Tiffany is another of my wonderful readers, who has stepped up and taken the challenge to expose a bit of flesh…and her soul on REAL Woman Wednesday. Join me in welcoming her as she shares some pretty deep insights with us.
Me: So thank you, Tiffany for helping me to spread the word that REAL love and GREAT sex is not just for the young, rich and thin. So let’s jump right into it. What do you think makes a good hero in erotica/romance?
Tiffany: Hmmm that’s a tough one … Someone that’s relatable. I remember after I read 50 shades of gray, I was explaining the plot to him, and he said to me, “you know I’ll never be a billionaire Dom, right?” And that’s when it hit me, that fantasy stories like that are fun, but stories where the characters are relatable and realistic, are a million times better.
Me: So relatable in fiction Doms…what about in REAL ones? What do you think makes a good one?
Tiffany: A man? Or a Dom?
Me: Good answer…both.

Tiffany: Well the best real life example I have is my husband. We’re very much opposites. He balances me out. My anxiety can get to the best of me sometimes, and he’s perfected his ability to calm me down. We always joke that his wife is more crazy than his patients (he’s a doctor) but despite that he loves me, and treats me well so I think a man that can love you in spite of your flaws and treats you respect is a good man.
I’ve never had a Dom before, but I imagine a Bjorn, Sven, and Mikal rolled into one would be the perfect one.
Me: *laughing* Yeah…well it took three of them to make a good one then.
Tiffany: In all seriousness, I think it just depends on the person. It’s all about needs, and if they’re being met or not. My needs are not your needs. Your Doms might not be a good fit for me and vice versa.
Me: And that is very wise advice. Very wise indeed. It is coming up on that special time…the holidays. Do you have a favorite holiday memory?

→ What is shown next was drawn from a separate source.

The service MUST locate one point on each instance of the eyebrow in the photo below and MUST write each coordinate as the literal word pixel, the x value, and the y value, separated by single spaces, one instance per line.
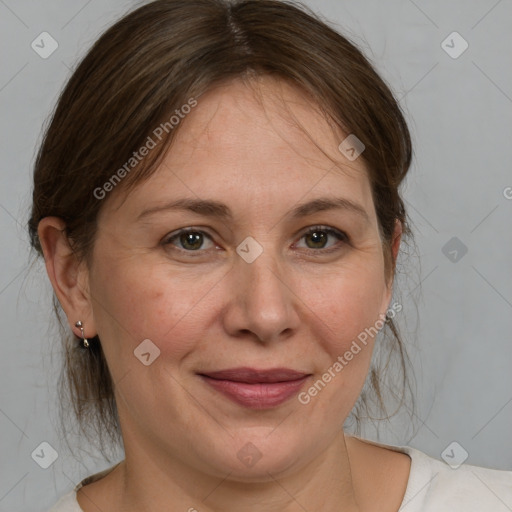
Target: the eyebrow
pixel 216 209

Tiffany: Yes. I think I was about five or six, and we were driving home from my grandparents on Christmas Eve, and we saw a shooting star, and my dad told me it was Santa’s sleigh. I just remember the magical feeling thinking that I saw Santa’s sleigh.
Me: That does sound magical for a little girl. Do you have any holiday traditions?
Tiffany: Well every year I buy my husband and I Christmas Jammie’s. He’s such a trooper lol
Me: Oh, no, you know I MADE all my kids onsies last year. Fuzzy. Hoods. And animal prints.
Tiffany: I don’t know if I could get away with onsies. *giggles*
Me: Sounds like we are pretty lucky this time of year. The holidays are not always easy for those without family or close friends and those with mental health issues.
Tiffany: Yeah, we are, but even then all of us face challenges. Something that might resonate with real women, especially this time of year, is the fact that my husband and I have been trying for a year to get pregnant with no luck. We just started testing. Infertility is not something people like to talk about. Everyone just loves to hound you about when you’re going to have kids. Little do they know, every time someone asks me that, it kills me a little inside. And I am sure there will be plenty of that during the holidays.
Me: That is REALly important to talk about. You know I had a miscarriage six years ago that sent me deep into depression…and honestly the hardest part of being fifty is knowing I won’t have any more children.
Tiffany: Look on the bright side, you’ll have grandchildren someday. For me, it’s just hard when everyone and their dog is getting pregnant and you can’t seem to.
Me: How do you manage all those comments?
Tiffany: I usually deflect them with something along the lines of we’re having fun trying and then people get all weird.
Me: I love embarrassing people like that. But what do you wish they would know or do? Is there anything?

Tiffany: Just that you don’t know the struggles people face. Also there are people in the world who genuinely don’t want children, and that’s ok too. Really it’s no one’s business about your reproductive choices, but you and your partner or sperm donor, or whoever.
Me: Sounds perfect…and thank you not only for bearing your body but especially your soul/heart. Maybe I could or should do a Serious Sunday on the issue. You know in The Arrangement…Simone and Samuel struggle with it too…they managed to have one daughter but could not get pregnant again.
Tiffany: Yeah absolutely. I always love chatting with you. You’re like chicken soup for the soul to me.
Me: Spicy/kinky kind though…may I use that quote sometime?
Tiffany: Absolutely!
Me: And keep us posted. You know I have not had a pregnant REAL Woman yet. I remember the scandal when Demi Moore posed nude on the cover of Vanity Fair when she was pregnant. So…
Tiffany: I’m probably going to end up with six kids now that you say that. *laughing*
Me: From your lips to the goddess’s and Fate’s ears…rubbing your head for luck! Thank you so very very much for this! And for perhaps making someone pause and think before blurting out THAT question around the dinner table this holiday season.
Thanks to both of you for talking about infertility and miscarriage. It’s so powerful to share our stories. Bravo, ladies!
xx
Tegan
And so important too. I meant what I said…this will warrant a Serious Sunday post soon, ladies.